This is mostly in response to a discussion I took part in last week about Barney Frank’s endless obsession with what happens when trans folks have to use public restrooms, but he’s not the only one who likes to make a fuss about this.
Since a lot of cis folks seem to have a hard time with this issue, I’ll break it down. Here’s what I do in public restrooms:
- excrete liquids from my body
- excrete solids from my body
- wash my hands
- make sure my hair looks ok
Do you know what I don’t do, oddly enough? I don’t wave around the parts that might be different from other people using the restroom with me, and I’m pretty sure every other trans person is in the same boat. Most of this bathroom panic is focused on trans women who haven’t had genital surgery (surprise!), but my understanding is that most trans women are too busy using the facilities and trying not to be harassed to take the time to expose themselves to anyone.
So here’s my Bathroom Challenge: I would love to see everyone who tries to spread Trans Bathroom Panic, thinks it’s reasonable to do genital checks before any trans folks can use their preferred restroom, or wants to support anti-discrimination bills for trans folks only if they ignore restroom/locker room protections to commit, for one year, to only use the restroom at their own home or in single-stall unisex public bathrooms. No cheating! If you have to cut off a date/shopping trip/volunteer shift early because you can’t find a safe public restroom facility, that’s just how it is.
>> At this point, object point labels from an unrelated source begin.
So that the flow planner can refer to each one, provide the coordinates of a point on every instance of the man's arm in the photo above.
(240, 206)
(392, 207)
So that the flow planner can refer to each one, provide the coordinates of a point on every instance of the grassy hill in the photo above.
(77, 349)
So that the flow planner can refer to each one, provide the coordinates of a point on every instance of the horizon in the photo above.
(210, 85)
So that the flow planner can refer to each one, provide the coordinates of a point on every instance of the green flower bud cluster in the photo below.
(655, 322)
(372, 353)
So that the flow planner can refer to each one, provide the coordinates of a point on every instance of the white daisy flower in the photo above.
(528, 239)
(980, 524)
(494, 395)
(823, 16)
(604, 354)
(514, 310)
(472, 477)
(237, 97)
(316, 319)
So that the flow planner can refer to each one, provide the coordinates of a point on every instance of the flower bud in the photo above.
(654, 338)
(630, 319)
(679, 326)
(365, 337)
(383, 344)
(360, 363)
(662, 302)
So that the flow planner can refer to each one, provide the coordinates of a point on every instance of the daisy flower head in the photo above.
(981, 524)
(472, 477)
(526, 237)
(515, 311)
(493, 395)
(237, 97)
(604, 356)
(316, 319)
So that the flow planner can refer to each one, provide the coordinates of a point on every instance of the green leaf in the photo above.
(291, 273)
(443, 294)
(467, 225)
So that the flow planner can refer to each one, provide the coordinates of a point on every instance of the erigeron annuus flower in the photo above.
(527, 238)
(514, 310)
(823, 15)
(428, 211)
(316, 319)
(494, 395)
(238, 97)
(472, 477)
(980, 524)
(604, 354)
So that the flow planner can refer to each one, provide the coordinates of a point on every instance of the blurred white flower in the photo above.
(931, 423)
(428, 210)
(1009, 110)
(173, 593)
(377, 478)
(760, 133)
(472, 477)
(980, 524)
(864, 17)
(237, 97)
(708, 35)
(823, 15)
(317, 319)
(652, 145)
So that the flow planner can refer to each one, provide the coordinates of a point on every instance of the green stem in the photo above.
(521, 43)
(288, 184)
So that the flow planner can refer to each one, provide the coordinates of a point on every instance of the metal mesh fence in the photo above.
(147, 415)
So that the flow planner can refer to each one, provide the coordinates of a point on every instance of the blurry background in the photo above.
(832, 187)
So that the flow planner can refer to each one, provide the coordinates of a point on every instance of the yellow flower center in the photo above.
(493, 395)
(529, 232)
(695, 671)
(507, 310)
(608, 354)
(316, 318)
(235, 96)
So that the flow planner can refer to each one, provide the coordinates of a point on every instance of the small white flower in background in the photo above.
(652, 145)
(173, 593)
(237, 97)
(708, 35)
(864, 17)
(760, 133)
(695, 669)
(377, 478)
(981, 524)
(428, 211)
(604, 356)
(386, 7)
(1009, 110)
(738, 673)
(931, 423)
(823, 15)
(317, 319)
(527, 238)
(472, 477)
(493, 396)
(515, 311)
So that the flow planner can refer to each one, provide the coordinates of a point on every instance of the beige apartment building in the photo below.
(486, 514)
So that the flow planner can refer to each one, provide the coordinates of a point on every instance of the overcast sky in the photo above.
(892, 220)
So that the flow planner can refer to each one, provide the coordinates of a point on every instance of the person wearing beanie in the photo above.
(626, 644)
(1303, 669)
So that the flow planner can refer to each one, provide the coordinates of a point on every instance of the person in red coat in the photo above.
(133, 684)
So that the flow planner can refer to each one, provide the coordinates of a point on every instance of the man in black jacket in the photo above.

Helpful tips: unless you spend a lot of time at home, you should probably err on the side of staying slightly dehydrated so you don’t get caught out in public needing to pee but being unable to find a safe bathroom (for extra realism you could start taking a diuretic; a commonly used androgen blocker acts as one). Many bars and concert venues have restrooms that don’t even have stalls or doors (I’ve encountered both), so if you like to go out a lot that’s something to keep in mind. If you’re employed, your job may not have safe bathrooms, so that could make your workweek much less comfortable.
It might even help to start scoping out your favorite hangouts so you’ll know which stores/cafes/restaurants have bathrooms you can use during the challenge. City-dwellers, you’ll have more businesses to choose from, but you’ll be less likely to find places that will let you use the facilities without being a paying customer, so carry cash at all times.
Stick to that plan for a year and then come and tell me it’s not important. Alternately, anyone who chooses not to do this can spend that year keeping an eye out for trans folks terrorizing public restrooms and report back. If I ever hear more than zero reports of this happening, I’ll be amazed.